Dr Elizabeth Wraige, consultant paediatric neurologist, who treated Arthur says 'it's wonderful' to be able to offer treatments for SMA, a 'devastating' condition
Mr Morgan said: "First of all, even finding out about it (the gene therapy) gave us a bit of hope and then finding out that it'd just been passed by the NHS and that they was going to start giving it out was just incredible. It was just meant to be."
He added: "At least he's going to be in the history books for something."
Babies born with Type 1 SMA, which is the most common form of the condition, experience progressive muscle weakness, loss of movement, difficulty breathing, and have a life expectancy of just two years.

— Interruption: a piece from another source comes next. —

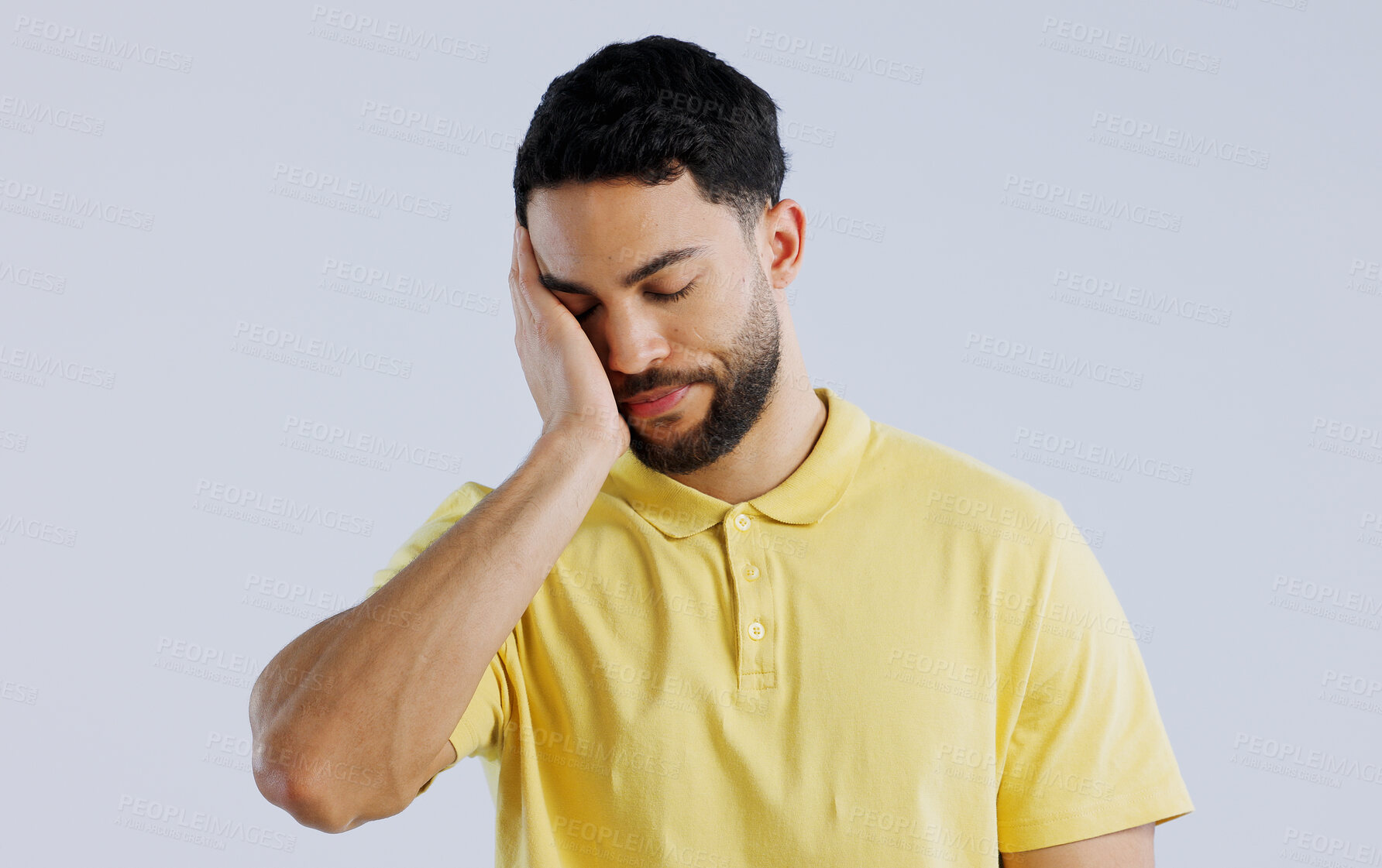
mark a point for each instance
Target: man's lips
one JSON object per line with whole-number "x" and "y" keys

Around 40 babies each year are born with the condition.
Studies found that a single treatment with Zolgensma has helped babies with SMA to sit, crawl and walk, and also prevented them from having to be put on a ventilator.
Four specialist NHS centres have now been commissioned across the country to administer the treatment, including Evelina London Children’s Hospital, where Arthur was treated.
The other sites are Manchester University NHS Foundation Trust, Sheffield Children’s NHS Foundation Trust and University Hospitals Bristol and Weston NHS Foundation Trust.
Dr Elizabeth Wraige, consultant paediatric neurologist at Evelina London Children’s Hospital, said: “This treatment will bring hope to families affected by SMA who have fought so courageously against it.”
NHS chief executive Sir Simon Stevens added: “It is fantastic news that this revolutionary treatment is now available for babies and children like Arthur on the NHS.
“The NHS Long Term Plan committed to securing cutting edge treatments for patients at a price that is fair to taxpayers.
“Zolgensma is the latest example of the life-changing therapies that the NHS is now routinely using to transform the lives of patients and their families.”
Health Secretary Matt Hancock said: “I am so glad young Arthur can access this potentially life-changing treatment on the NHS. I hope it grants his family and many others renewed hope that more children’s lives can be transformed.”